Introduction

Cognitive neuroenhancement, the improvement of intellectual function through medical means without therapeutical intentions, has been the topic of public and academic debate for several years. For example, up to 25% of American students use psychostimulants1 and 5% of the working population in Germany use pharmaceutical drugs to enhance their cognitive functions.2 Furthermore, the excessive rise in prescriptions of some pharmaceuticals such as Ritalin confirms widespread off-label use.3 In addition, 80% of students in Germany would use neuroenhancers as long as there were no adverse effects.4 The question regarding the ethical assessment of this phenomenon thus arises.

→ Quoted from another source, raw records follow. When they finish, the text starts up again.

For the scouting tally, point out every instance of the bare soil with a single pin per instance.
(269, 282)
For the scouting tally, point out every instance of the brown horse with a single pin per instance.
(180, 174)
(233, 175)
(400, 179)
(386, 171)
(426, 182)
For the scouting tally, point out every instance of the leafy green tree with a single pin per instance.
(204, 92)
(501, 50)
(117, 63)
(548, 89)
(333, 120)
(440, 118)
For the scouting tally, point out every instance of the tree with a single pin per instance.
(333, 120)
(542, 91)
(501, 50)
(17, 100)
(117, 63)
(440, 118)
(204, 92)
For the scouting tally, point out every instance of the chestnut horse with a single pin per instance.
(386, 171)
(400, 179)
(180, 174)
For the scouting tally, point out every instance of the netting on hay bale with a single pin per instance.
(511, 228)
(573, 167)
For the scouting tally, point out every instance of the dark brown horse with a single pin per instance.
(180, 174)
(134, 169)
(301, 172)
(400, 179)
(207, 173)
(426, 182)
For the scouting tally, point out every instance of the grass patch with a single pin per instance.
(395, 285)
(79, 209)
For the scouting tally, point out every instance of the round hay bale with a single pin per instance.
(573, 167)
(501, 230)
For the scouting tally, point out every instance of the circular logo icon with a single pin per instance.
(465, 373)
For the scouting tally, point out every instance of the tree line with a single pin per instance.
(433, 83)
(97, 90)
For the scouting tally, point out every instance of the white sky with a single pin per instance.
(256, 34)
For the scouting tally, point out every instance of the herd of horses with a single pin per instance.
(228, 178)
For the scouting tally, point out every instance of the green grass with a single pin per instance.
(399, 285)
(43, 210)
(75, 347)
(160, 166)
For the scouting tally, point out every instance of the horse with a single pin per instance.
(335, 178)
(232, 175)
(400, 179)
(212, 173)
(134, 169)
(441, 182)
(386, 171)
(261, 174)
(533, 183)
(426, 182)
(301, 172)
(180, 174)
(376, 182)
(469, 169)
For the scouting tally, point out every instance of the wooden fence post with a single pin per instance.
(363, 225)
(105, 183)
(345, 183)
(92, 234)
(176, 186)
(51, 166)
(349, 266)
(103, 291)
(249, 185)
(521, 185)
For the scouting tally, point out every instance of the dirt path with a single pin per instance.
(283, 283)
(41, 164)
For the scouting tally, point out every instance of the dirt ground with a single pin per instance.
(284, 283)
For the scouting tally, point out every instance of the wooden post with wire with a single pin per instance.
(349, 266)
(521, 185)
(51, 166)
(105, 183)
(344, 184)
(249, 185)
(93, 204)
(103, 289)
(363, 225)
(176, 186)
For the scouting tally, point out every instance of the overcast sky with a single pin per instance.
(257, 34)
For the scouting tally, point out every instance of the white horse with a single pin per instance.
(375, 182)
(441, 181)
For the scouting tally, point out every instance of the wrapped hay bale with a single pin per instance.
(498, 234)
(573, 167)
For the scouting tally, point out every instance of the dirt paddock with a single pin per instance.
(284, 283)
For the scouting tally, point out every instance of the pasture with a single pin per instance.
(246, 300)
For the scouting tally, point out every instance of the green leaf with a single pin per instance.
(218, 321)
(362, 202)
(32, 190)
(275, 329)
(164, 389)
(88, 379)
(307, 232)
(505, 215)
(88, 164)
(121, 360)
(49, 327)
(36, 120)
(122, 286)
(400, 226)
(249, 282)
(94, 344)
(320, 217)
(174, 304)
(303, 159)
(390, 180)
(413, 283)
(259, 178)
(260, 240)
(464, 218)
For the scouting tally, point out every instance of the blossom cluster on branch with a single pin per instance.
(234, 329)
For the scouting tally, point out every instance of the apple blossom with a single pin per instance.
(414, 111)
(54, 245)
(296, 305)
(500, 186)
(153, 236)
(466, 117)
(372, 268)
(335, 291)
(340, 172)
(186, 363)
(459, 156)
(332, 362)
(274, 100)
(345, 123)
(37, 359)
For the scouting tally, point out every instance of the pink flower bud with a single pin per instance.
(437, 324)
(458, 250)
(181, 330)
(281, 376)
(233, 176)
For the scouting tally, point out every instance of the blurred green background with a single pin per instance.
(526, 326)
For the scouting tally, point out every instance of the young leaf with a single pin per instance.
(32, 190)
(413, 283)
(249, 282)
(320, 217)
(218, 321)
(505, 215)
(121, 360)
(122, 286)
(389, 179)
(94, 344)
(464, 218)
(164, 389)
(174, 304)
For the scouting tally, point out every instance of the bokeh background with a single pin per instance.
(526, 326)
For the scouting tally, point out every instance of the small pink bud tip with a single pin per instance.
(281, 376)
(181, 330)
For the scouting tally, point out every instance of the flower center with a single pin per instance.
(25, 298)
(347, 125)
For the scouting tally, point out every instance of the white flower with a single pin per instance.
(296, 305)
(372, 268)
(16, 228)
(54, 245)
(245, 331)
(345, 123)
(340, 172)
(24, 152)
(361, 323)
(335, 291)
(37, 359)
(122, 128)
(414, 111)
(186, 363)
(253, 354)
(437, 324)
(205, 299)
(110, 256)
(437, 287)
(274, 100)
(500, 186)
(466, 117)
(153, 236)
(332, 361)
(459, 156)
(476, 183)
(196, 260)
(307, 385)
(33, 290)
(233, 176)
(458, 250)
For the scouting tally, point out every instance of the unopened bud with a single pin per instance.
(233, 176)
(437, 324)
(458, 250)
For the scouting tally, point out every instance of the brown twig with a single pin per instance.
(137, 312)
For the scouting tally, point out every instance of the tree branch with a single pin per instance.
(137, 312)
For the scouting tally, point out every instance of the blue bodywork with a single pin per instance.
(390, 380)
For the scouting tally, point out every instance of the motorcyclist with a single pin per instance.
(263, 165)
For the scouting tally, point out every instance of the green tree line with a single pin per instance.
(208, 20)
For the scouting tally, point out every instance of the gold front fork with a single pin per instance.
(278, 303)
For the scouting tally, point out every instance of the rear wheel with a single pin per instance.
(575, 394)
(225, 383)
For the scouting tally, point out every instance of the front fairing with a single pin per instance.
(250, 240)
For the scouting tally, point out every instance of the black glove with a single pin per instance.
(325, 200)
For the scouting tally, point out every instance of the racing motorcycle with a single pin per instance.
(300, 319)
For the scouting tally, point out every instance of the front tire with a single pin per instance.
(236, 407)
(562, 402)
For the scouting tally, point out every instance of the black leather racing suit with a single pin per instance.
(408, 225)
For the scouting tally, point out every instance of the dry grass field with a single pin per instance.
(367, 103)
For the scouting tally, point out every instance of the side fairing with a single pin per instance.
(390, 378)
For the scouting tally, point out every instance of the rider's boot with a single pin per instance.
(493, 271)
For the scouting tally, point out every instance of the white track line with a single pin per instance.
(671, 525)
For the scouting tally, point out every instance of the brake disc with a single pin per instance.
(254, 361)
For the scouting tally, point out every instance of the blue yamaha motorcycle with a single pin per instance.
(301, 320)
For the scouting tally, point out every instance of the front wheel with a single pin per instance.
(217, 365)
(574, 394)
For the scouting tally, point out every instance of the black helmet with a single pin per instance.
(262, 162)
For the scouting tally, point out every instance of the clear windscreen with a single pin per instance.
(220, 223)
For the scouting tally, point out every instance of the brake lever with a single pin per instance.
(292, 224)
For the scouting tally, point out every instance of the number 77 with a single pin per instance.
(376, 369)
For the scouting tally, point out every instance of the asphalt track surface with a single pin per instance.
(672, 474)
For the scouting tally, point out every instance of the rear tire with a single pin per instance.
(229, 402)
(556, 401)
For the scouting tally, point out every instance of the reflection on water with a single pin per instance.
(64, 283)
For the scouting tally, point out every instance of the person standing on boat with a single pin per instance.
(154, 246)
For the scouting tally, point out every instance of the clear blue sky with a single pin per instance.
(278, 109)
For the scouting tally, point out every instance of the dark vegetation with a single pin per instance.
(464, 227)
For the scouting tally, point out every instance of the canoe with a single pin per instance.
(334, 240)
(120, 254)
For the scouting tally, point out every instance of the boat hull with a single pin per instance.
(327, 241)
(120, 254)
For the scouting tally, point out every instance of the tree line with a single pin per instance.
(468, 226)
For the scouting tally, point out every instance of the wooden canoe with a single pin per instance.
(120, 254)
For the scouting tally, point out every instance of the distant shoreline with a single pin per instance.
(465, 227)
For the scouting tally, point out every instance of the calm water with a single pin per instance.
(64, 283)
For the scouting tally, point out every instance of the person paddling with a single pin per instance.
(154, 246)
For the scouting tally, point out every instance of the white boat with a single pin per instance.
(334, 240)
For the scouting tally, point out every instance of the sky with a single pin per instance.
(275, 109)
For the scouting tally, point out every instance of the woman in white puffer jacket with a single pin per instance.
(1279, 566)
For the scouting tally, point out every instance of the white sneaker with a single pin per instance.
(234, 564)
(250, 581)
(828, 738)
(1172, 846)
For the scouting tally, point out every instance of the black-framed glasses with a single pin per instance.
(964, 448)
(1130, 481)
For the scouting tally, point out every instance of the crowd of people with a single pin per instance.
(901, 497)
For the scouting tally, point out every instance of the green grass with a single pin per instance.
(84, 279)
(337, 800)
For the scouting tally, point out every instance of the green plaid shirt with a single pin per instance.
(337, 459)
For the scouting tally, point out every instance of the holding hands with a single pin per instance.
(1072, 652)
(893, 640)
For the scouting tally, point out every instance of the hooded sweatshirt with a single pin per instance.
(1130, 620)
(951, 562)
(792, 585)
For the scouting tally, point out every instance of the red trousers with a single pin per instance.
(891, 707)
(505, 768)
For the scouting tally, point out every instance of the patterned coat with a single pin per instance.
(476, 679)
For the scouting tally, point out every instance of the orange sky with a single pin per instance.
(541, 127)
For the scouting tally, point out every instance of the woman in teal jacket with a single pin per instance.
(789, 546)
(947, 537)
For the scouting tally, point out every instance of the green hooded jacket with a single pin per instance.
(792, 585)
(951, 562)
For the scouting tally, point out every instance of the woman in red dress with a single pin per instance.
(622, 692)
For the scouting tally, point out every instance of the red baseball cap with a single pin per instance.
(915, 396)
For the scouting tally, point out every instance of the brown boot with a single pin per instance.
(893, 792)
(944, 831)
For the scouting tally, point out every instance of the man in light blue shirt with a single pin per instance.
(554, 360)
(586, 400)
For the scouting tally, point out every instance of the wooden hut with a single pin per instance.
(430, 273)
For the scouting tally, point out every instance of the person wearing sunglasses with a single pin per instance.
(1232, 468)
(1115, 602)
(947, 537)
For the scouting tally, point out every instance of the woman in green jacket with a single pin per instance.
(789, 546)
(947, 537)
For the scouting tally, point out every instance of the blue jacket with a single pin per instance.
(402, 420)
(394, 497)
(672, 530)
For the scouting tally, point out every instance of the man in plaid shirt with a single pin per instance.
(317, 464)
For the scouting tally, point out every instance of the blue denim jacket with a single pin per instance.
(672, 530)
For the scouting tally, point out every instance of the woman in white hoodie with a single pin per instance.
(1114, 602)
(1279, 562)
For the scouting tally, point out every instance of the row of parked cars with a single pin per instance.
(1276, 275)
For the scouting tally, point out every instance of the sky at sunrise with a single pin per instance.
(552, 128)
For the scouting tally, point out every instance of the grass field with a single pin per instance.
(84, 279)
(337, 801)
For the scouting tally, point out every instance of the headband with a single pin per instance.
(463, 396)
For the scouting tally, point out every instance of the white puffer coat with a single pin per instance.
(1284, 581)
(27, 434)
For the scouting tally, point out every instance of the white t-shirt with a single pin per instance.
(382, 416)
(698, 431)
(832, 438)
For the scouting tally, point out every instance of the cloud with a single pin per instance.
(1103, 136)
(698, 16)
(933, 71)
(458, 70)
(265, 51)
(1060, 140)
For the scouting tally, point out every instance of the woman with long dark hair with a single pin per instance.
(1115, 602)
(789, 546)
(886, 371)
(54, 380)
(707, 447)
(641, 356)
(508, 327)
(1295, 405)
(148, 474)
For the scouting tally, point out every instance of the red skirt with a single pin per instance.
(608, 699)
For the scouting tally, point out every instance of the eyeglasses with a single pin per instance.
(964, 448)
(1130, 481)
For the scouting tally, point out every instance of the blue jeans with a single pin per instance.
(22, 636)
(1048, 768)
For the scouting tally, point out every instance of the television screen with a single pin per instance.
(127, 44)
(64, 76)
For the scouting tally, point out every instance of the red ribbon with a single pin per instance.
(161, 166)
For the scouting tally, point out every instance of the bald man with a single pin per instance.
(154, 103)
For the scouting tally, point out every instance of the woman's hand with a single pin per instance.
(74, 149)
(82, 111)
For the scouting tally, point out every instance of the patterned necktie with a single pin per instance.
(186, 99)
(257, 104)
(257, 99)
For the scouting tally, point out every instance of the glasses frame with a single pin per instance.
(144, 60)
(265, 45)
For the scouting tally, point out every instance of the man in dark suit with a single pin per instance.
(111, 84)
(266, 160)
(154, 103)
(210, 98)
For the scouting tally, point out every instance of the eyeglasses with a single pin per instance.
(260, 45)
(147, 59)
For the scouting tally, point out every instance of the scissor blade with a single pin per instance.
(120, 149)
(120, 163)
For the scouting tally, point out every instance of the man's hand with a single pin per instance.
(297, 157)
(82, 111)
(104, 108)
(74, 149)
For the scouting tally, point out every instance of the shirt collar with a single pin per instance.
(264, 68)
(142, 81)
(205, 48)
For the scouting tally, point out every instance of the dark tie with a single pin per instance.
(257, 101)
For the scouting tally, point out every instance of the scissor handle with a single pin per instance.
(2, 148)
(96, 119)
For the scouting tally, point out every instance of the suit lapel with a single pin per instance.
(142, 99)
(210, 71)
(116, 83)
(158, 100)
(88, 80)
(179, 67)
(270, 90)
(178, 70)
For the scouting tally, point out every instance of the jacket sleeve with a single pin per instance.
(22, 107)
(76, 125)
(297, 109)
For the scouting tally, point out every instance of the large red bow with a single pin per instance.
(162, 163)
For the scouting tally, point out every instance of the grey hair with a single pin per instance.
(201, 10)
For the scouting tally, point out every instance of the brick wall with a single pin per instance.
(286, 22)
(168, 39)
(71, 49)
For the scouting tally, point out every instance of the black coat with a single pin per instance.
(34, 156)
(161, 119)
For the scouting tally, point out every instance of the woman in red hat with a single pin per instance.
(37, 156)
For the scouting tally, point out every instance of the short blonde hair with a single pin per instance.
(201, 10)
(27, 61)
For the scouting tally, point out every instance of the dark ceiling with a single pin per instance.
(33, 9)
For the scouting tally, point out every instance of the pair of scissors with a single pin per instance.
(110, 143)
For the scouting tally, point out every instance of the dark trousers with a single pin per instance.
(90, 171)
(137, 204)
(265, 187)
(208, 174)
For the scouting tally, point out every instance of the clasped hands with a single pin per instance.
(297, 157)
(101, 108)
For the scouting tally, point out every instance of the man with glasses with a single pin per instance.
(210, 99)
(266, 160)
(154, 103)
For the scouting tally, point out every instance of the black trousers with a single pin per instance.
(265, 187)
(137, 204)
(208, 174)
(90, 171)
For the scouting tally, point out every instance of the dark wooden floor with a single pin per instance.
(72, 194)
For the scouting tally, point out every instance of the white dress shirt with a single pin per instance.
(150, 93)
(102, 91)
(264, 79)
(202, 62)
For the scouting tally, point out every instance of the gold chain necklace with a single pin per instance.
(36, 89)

While many authors strongly oppose neuroenhancement, others cannot identify any sustainable objections to it and believe that the advantages outweigh the disadvantages. This liberal argument can be found, among others, in the memorandum of a German team of authors5 and in a well known article by an American–British group of authors.1 The advocates of neuroenhancement do not claim that today's means are unproblematic or even preferred. On the contrary, they rightly stress the fact that these pharmaceuticals have serious adverse effects and do not even show the desired efficacy. The substances in use at the present time such as methylphenidate, modafinil, or selective serotonin reuptake inhibitors are not the neuroenhancers their positive judgements refer to. Therefore, the liberal argument is hypothetical and exhibits an if–then structure. If there were substances that verifiably improved certain mental abilities without adverse effects or with an acceptable risk–benefit profile, then no convincing arguments against the use of these substances or procedures could be made. The conditional portion of this argument (the ‘if…’) is not meant in a purely speculative or hypothetical way. In fact, the authors assume that such pharmaceuticals could be available in the foreseeable future.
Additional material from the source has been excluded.